To his point, Jerome entered the season in the last year of his contract. Whether he would have faced NBA extinction, no one can answer such a hypothetical, given how he’s played. But it is clear that in his mind, Jerome had no choice but to become the player he turned out to be.
In four of Cleveland’s first five games, Jerome scored at least 13 points. He followed up a career-high 29 points on Nov. 20 against New Orleans with a 26-pointer on Nov. 24 against Toronto and set a career best with 33 points against Philadelphia on Jan. 24.
All the while, Jerome seemed to fuel his own fire by looking for the nearest opponent or hot dog vendor to talk to after seemingly every bucket.
“Seeing a guy come off the bench like that and go crazy like he goes crazy, it’s pretty cool to see,” Garland said.
“He’s made for these moments,” added Max Strus, the Cavs’ starting small forward. “He’s made for the spotlight.”
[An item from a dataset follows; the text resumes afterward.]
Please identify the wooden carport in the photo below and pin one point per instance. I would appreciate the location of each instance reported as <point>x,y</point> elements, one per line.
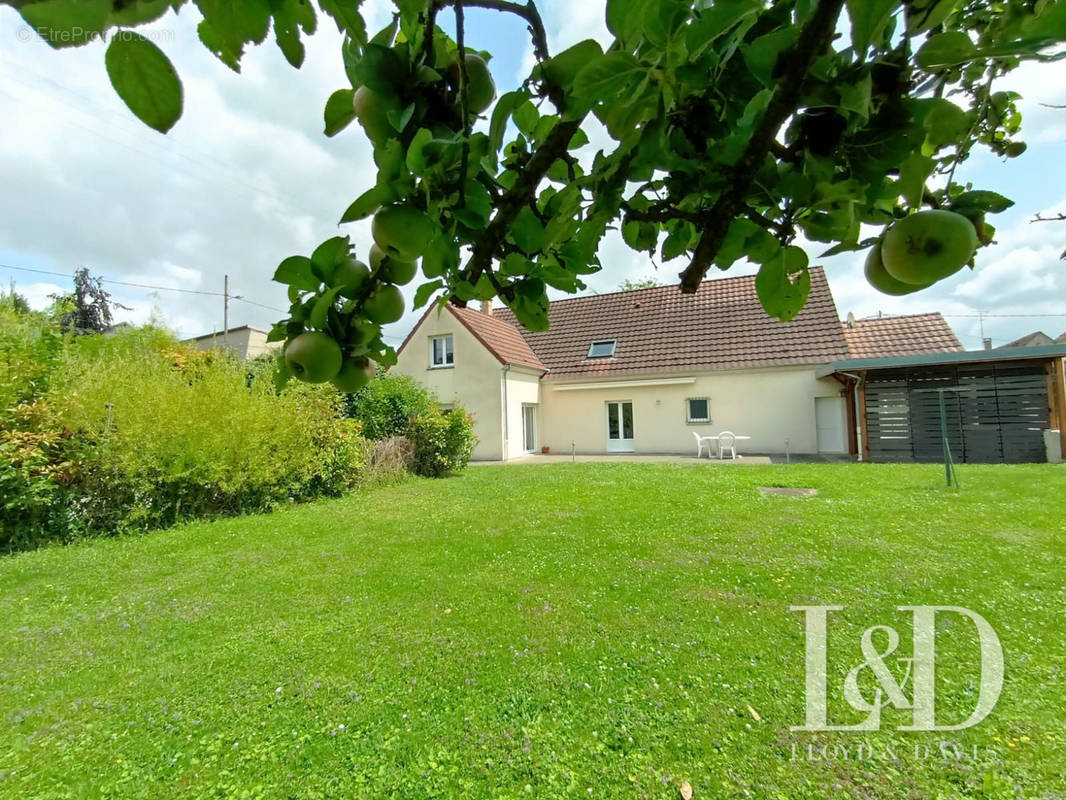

Jerome was just one example, albeit a great one, of the Cavs’ exemplary guard play in Game 1. Mitchell, as mentioned, dropped 30 on the Heat. Garland added 27 points on five 3s with five assists, and Atkinson pointed out that Garland met the challenges Miami tried to present him with when Cleveland was on defense.
Atkinson said the Cavs are nearly “unbeatable” when they get that kind of performance from Garland. When Garland and Mitchell and Jerome play that way? There’s no slowing down, buddy.